Joe Biden at a fundraiser last night said the following:

“Mark my words I think he is gonna try to kick back the election somehow, come up with some rationale why it can’t be held. Imagine threatening not to fund the post office. Now what in God’s name is that about? Other than trying to let the word out that he’s going to do all he can to make it very hard for people to vote. That’s the only way he thinks he can possibly win.”

The Constitution gives Congress the power to set the date for the election, and Congress did so in an 1845 statute. So there’s no way to legally move the election without congressional action. In any case, the 20th Amendment says that if there’s been no choice of a president by Congress, the president has to vacate office on Jan 20.

There are things the President can do to mess with the election, however. Here’s what I wrote in an LA Times oped:

First, Trump or state governors could seek to use public health concerns as a pretext to close polling places in Democratic cities in swing states. Voting would still take place, but turnout could be skewed to help Republicans.

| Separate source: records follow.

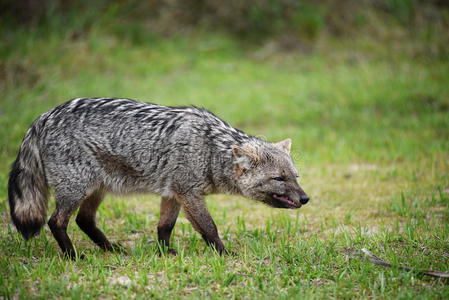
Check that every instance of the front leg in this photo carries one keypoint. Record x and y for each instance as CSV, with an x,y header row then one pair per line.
x,y
196,212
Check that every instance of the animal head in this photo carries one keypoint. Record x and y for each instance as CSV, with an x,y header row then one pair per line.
x,y
265,172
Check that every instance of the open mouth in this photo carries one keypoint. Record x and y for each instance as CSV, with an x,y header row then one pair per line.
x,y
285,201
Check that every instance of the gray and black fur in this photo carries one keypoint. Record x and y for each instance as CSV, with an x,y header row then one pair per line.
x,y
90,146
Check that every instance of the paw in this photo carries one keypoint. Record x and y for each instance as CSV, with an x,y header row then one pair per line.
x,y
117,247
167,250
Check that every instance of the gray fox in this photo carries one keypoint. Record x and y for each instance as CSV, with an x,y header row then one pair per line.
x,y
87,147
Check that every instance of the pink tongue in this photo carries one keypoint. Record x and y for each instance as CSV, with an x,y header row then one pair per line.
x,y
285,199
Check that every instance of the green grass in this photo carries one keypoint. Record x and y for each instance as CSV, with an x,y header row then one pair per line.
x,y
370,130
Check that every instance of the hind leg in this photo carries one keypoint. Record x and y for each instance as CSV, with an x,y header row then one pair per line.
x,y
169,213
58,225
86,221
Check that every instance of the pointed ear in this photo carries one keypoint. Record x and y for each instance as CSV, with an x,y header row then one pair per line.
x,y
244,158
285,145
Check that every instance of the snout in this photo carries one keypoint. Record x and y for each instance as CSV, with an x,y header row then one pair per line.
x,y
304,199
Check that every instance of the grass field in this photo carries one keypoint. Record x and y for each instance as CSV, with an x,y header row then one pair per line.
x,y
370,130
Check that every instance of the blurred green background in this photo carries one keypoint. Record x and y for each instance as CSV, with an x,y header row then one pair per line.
x,y
362,88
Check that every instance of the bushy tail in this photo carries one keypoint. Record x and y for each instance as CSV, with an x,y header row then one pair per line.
x,y
27,187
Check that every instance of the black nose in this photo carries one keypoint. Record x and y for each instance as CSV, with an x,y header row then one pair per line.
x,y
304,199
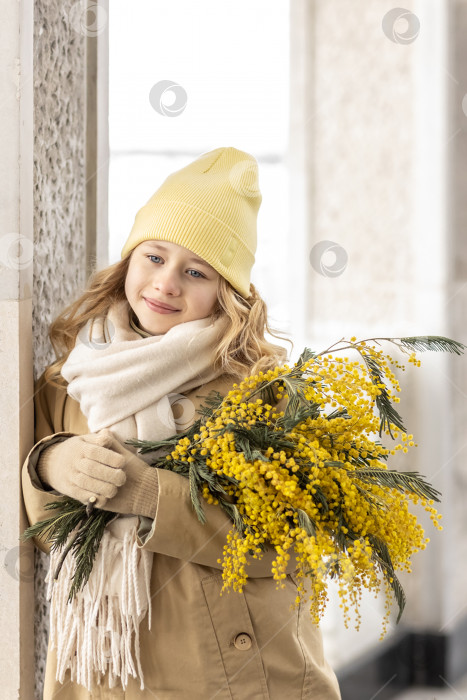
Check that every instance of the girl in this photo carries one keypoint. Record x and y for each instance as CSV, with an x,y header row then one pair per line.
x,y
138,353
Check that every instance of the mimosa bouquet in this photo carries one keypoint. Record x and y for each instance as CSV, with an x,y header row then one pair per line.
x,y
311,481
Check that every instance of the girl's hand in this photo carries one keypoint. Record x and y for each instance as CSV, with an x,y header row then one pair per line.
x,y
84,466
139,494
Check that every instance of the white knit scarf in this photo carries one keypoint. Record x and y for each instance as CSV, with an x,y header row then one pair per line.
x,y
127,384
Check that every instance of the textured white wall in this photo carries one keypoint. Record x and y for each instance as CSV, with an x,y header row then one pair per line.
x,y
59,204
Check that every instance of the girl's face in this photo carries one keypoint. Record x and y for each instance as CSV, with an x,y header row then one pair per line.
x,y
173,276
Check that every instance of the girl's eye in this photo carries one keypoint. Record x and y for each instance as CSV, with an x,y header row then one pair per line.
x,y
198,274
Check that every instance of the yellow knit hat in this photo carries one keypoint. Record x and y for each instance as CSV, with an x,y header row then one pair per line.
x,y
210,207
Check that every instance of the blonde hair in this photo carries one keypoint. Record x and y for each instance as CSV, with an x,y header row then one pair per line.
x,y
243,349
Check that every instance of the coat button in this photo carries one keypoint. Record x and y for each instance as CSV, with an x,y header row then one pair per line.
x,y
242,641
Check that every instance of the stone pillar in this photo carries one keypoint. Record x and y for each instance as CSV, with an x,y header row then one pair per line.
x,y
54,170
16,379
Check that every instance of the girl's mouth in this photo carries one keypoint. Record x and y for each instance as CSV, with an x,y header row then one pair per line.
x,y
160,309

More ominously, as Mark Joseph Stern has pointed out, state legislatures have the power under the Constitution to choose presidential electors. In its infamous 2000 decision in Bush vs. Gore, the U.S. Supreme Court remarked that although every state legislature had given voters the power to vote directly for the president and to allocate the state’s electoral college votes, state legislators could take back that power at any time.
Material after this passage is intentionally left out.